We generated and analysed whole-genome sequencing data (61 genomes at 20x coverage) to infer patterns associated with different reproductive isolation barriers. Results of genome-wide sliding window analysis show that for the closely related host races – separated by habitat choice and post-zygotic isolation – genomic divergence is variable, but overall relatively weak. For the distantly related host races – in addition isolated by the pre-zygotic post-mating barrier – genomic divergence is variable but overall stronger. We also find that sex chromosome divergence for the distantly related host races is higher and less variable than autosomal. Using cytogenetic approaches, we confirmed that higher sex chromosome divergence is not related to unstable karyotypes (i.e. different chromosome number) in distantly related host races.
We estimated gene flow for distantly and closely related host races, based on neutral sites across the genome, using a diffusion approximation. Our results show that gene flow is very limited between distantly related host-races compared with closely related ones (about 5 times smaller).

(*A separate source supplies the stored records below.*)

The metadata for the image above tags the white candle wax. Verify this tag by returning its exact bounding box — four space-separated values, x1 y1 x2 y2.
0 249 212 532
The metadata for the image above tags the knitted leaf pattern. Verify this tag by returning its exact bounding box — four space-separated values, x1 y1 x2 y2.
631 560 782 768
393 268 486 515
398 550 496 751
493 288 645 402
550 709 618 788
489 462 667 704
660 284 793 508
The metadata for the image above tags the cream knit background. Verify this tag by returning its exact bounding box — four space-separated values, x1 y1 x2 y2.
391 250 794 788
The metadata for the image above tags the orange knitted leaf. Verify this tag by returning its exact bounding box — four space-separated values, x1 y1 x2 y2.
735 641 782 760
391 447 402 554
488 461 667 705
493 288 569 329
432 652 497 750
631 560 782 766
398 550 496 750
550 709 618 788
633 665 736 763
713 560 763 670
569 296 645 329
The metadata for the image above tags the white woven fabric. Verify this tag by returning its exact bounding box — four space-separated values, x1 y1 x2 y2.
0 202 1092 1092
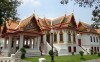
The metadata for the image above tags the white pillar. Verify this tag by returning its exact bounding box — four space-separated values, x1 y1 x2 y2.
63 31 67 43
8 35 12 56
32 38 34 49
70 32 73 43
43 35 48 54
13 38 17 53
57 32 60 43
30 38 32 49
66 32 68 44
37 37 41 50
3 39 7 49
34 38 37 49
19 34 24 49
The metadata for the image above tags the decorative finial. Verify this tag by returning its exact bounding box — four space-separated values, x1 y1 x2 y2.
72 9 74 14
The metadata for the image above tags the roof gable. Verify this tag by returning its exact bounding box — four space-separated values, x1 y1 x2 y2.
18 15 41 32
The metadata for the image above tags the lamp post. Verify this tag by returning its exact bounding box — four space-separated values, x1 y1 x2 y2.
50 27 54 62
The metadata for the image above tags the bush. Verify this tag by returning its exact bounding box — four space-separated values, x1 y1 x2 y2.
20 48 26 59
49 50 53 56
72 52 74 55
98 53 100 57
79 51 84 59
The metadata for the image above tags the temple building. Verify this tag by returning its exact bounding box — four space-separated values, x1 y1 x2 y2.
0 13 100 57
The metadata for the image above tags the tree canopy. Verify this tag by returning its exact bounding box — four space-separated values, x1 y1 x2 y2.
0 0 21 25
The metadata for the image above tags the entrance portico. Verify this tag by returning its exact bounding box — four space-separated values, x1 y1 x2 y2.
2 31 42 56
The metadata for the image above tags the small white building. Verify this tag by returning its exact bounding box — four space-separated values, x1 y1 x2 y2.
1 13 100 56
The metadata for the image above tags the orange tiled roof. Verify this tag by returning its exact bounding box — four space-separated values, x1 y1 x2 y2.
17 15 34 30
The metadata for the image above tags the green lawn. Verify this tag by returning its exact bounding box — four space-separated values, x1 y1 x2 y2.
25 55 100 62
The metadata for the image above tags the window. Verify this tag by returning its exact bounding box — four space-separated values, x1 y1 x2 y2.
73 32 76 43
73 46 76 52
54 33 57 43
68 46 71 52
93 37 95 42
90 36 92 42
60 32 63 43
68 31 71 43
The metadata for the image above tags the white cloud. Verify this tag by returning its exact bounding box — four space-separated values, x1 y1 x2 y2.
22 0 40 6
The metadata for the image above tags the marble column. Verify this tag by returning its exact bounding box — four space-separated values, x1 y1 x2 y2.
63 31 67 43
43 35 48 54
13 38 17 53
32 38 34 49
30 38 32 49
19 34 24 49
37 37 41 50
3 39 7 49
26 39 28 46
57 32 60 43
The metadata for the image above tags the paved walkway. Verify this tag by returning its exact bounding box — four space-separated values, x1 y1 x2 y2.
82 59 100 62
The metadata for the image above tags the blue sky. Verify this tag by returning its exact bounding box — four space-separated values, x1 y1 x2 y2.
18 0 93 24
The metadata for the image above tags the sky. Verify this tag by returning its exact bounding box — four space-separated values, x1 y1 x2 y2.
17 0 94 24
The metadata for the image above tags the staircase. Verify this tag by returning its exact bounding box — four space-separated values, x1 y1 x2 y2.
78 45 89 54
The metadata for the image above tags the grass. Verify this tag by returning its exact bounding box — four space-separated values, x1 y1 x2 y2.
24 55 100 62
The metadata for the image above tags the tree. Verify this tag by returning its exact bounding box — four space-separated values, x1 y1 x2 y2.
0 0 21 25
91 7 100 29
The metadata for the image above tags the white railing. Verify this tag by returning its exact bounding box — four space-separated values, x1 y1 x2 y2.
0 54 16 62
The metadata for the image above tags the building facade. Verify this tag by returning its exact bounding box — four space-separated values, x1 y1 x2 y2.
1 13 100 56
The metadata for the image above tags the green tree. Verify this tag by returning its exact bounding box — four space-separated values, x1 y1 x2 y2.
0 0 21 25
91 7 100 29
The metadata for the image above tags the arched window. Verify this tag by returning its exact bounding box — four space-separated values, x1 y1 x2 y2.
54 33 57 43
60 31 63 43
68 31 71 43
73 32 76 43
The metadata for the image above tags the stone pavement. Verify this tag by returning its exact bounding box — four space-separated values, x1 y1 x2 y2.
82 59 100 62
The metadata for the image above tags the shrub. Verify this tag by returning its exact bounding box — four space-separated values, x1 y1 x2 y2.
20 48 26 59
98 53 100 57
49 50 53 56
79 51 84 59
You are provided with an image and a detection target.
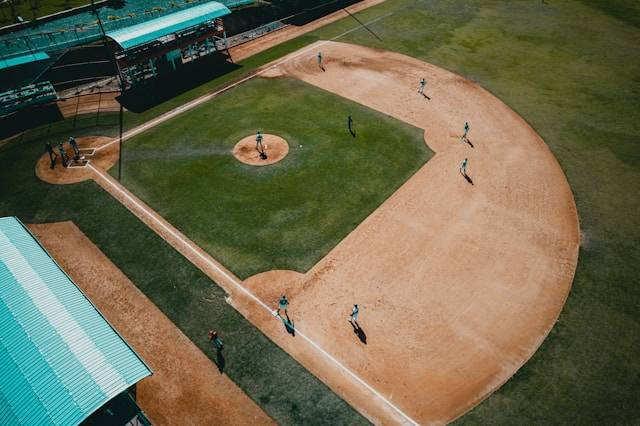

This suggests an important role of the intrinsic pre-zygotic isolation barrier at impeding gene flow.
We also investigated accumulation of genomic divergence in a model of ecological speciation with gene flow. Our results show that at early stages of speciation, divergence is limited to the loci under selection. At a later stage of speciation, neutral loci also become differentiated. In the parameter space we examined, we did not find homogeneous widespread divergence across the genome. This may be explained by episodes of gene flow diminishing divergence at neutral loci. However, it turned out that the model of speciation with gene flow is not suitable for the pea aphid system. During implementation of this project, we re-examined the age of the pea aphid radiation by estimating genome-wide divergence (using sequencing data from this project) and by estimating spontaneous mutation rate for pea aphids. Our results show that pea aphids diversified about 500 thousand years ago (contrary to previous estimates of about 10 thousand years ago). This ancient pea aphid radiation suggests host race formation may have been influenced by geographic isolation during Pleistocene climatic oscillations.
Overall, our results suggest that completion of speciation in the pea aphid complex is largely affected by intrinsic post-mating pre-zygotic reproductive isolation. It is accompanied by strong genomic divergence, especially on the sex chromosome. Genomic patterns of divergence cannot be interpreted under scenario of speciation with gene flow due to the age and possible contribution of allopatric isolation to diversification of the pea aphids.
Results of this project were reported at five international research conferences and three research papers (1 published, 2 in preparation). Knowledge transfer has also occurred at daily interactions, group meetings and journal clubs. Results of the project were (and the remaining results will also be) published with open access via the green route. Two public dissemination events were carried out.
The researcher enhanced career perspectives by receiving training in the fields of population genomics and experimental biology, by developing own network of collaborations, and by obtaining project management experience.